The Network Connection Risk?

June 14th, 2010 by · Leave a Comment

A Forbes article today describes the risk of having a network connection in todays world:  “While it allows you to communicate around the globe with the click of a mouse, it also provides a data path for anyone to connect back to you–and not always for good reasons.”  Really?  You’d think we wouldn’t need such a warning after decades of various threats from computer virus pandemics, bot-nets, spam, phishing, cyber-stalking, thefts of credit card data, etc.

Having a connection has always been both an opportunity and a risk, and always will be.  If a newly built road connects an isolated village, the residents may see a sharp uptick in trade and other potential but they may also not like some of the visitors that trickle in to, say, rob the bank or sell snake oil door to door.  Yet they don’t barricade the road, or at least rarely so.  For all the hysteria we get in the media, people have simply found the benefits to outweigh the risks.  If they didn’t, Facebook wouldn’t even have made it off the drawing board.

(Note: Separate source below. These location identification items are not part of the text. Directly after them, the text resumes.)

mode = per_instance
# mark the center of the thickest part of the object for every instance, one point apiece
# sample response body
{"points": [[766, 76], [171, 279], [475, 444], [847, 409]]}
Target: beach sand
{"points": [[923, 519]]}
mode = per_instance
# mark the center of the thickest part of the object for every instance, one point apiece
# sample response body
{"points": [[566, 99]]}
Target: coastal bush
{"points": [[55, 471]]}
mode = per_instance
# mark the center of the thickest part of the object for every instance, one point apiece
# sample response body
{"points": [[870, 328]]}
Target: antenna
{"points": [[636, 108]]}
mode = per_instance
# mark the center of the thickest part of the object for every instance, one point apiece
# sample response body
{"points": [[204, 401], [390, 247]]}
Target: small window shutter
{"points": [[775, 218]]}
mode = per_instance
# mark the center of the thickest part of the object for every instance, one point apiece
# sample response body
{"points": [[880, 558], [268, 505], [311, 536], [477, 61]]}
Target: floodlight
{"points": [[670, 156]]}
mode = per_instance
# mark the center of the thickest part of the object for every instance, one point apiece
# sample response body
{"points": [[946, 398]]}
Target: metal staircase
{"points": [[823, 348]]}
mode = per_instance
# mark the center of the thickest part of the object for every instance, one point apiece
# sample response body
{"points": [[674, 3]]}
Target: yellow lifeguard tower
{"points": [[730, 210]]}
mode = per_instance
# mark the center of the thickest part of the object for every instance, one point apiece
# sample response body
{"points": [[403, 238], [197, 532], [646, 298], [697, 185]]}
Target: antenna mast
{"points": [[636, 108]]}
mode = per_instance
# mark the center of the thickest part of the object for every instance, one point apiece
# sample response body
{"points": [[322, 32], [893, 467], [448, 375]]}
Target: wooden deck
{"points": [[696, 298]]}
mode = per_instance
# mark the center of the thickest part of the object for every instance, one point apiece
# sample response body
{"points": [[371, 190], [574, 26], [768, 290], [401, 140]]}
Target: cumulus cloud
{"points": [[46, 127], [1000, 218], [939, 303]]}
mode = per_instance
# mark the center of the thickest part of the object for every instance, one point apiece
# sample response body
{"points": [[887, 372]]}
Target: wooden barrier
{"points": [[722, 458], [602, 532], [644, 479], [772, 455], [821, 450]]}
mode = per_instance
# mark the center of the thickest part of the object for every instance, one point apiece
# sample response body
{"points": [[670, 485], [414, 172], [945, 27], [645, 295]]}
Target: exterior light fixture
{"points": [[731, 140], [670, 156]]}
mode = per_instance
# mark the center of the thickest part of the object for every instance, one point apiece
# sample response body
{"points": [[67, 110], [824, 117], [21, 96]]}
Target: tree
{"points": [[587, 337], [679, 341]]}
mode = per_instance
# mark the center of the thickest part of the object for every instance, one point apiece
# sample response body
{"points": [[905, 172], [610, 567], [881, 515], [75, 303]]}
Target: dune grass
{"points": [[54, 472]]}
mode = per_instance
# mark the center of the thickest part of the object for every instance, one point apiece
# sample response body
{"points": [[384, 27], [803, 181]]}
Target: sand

What I find the most fascinating is that dual, mutually incompatible beliefs seem to be forming.  First, privacy is supposedly under assault – all our activities are tracked, and we must be protected from having that information used against us by the likes of Google, Facebook, or whoever the current bogeyman is.  But secondly, being too interconnected means that are vulnerable to apparently untraceable, uncatchable super-geek-criminal groups who are themselves immune to the assault on privacy.  That can’t stand forever.  At some point, the manipulators of an increasingly interconnected network may find it just as difficult to hide as the rest of us do.